By Kate Fitz-Gibbon, Sandra Walklate, Jasmine McGowan, JaneMaree Maher, Jude McCulloch

This project aimed to develop new understandings of risk and system interactions prior to intimate femicide in order to build the evidence base required to inform early intervention and the prevention of intimate femicide in Australia. Drawing on a quantitative and qualitative analysis of intimate femicide sentencing decisions imposed over a decade in Australian superior courts, the new knowledge generated from this project is intended to inform and assist in developing a more risk-sensitive approach to preventing and responding to intimate femicide in Australia and overseas, thereby enhancing women’s security.

This report presents findings from the collection of over 250 intimate femicide sentencing judgments and the in-depth analyses of 235 of these. These judgements were used, in part, to identify potential points of intervention that might have provided an opportunity to prevent such killings.

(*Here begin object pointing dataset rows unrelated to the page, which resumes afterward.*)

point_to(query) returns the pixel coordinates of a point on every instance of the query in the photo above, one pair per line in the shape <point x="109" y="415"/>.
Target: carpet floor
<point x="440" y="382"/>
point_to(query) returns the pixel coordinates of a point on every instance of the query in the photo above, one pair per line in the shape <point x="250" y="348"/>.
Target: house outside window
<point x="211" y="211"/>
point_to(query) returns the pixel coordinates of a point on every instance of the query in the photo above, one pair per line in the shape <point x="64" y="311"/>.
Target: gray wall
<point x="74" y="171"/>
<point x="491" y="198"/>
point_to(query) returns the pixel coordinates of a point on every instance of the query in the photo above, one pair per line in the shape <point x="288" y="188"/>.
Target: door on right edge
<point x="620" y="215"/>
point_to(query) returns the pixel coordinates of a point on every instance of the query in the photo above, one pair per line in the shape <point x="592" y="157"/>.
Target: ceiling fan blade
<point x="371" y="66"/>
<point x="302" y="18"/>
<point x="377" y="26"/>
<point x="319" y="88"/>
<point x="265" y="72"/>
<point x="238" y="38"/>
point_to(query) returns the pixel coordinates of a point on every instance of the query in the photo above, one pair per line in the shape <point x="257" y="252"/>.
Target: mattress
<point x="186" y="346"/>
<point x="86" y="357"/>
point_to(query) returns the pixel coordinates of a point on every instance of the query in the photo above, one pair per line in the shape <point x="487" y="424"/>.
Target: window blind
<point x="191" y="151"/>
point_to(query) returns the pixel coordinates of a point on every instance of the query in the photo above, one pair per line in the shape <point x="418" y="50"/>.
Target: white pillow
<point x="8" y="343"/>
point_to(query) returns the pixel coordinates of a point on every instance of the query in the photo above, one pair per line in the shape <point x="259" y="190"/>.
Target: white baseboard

In Australia, at least one woman a week is murdered by her current or former partner. According to Destroy the Joint, this equated to the killing of at least 57 women in 2022 and at least 64 women in 2023 allegedly as a result of men’s violence. At the time of finalising this report, an unusually high number of killings allegedly by men’s violence in the first four months of 2024 in Australia has reignited national attention over the need to better address women’s risk of fatal violence (see, inter alia, AAP, 2024; Priestley, 2024; Tuohy, 2024).

Intimate partner homicides are recognised as the most preventable type of homicide because it is assumed that histories of abuse can provide clear indicators of risk (see, inter alia, Bugeja et al., 2013; Dearden & Jones, 2008; Virueda & Payne, 2010). While intimate partner homicides are monitored and examined in Australia via the work of the Australian Institute of Criminology and state-based death review teams, there is no fully funded, multi-systems approach to the prevention of men’s lethal violence against women (McPhedran & Baker, 2012). As in Australia, international efforts to review and count such deaths are carried out in different ways and are often fraught with difficulties (see, inter alia, Walklate et al., 2020; Dawson & Vega, 2023).

In Australia and comparable international jurisdictions, a range of provisions, measures, laws and programs are designed to assess and address the risk of intimate partner violence. These include civil orders alongside programs that provide increased levels of protection and monitoring for women deemed at high risk of repeat victimisation. These instruments include the development of various risk assessment and management frameworks (Walklate et al., 2020). While magistrates, police and specialist support services use these instruments to identify and respond to risk (Boxall et al., 2015; Robinson & Moloney, 2010; Wakefield & Taylor, 2015), there is evidence that these approaches are limited by their conceptualisations of risk and in their scale of implementation and inconsistency in application.

This project sought to contribute new evidence to inform the further development of whole-of-systems preventive approaches to repeat violence and intimate femicide. Specifically, the project aimed to build evidence based on the following touchpoints:

  • Places where an intervention between the initial emergence of family violence and the fatal outcomes had occurred.

  • What could potentially be known about those points of intervention.

  • If/how the pathway from intervention to safety could be better supported.

This report presents findings from the collection of over 250 intimate femicide sentencing judgments and the in-depth analyses of 235 of these. These judgements were used, in part, to identify potential points of intervention that might have provided an opportunity to prevent such killings. Sentencing judgments typically include narrative accounts from a judge, who describes how and where the crime took place as well as the circumstances that led to it.

This project builds current understandings of the potential points of intervention prior to the killing of women by their male intimate partners. In doing so, this project has contributed to building understanding of who perpetrates intimate femicide.

Melbourne: Monash University, 2024. 40p.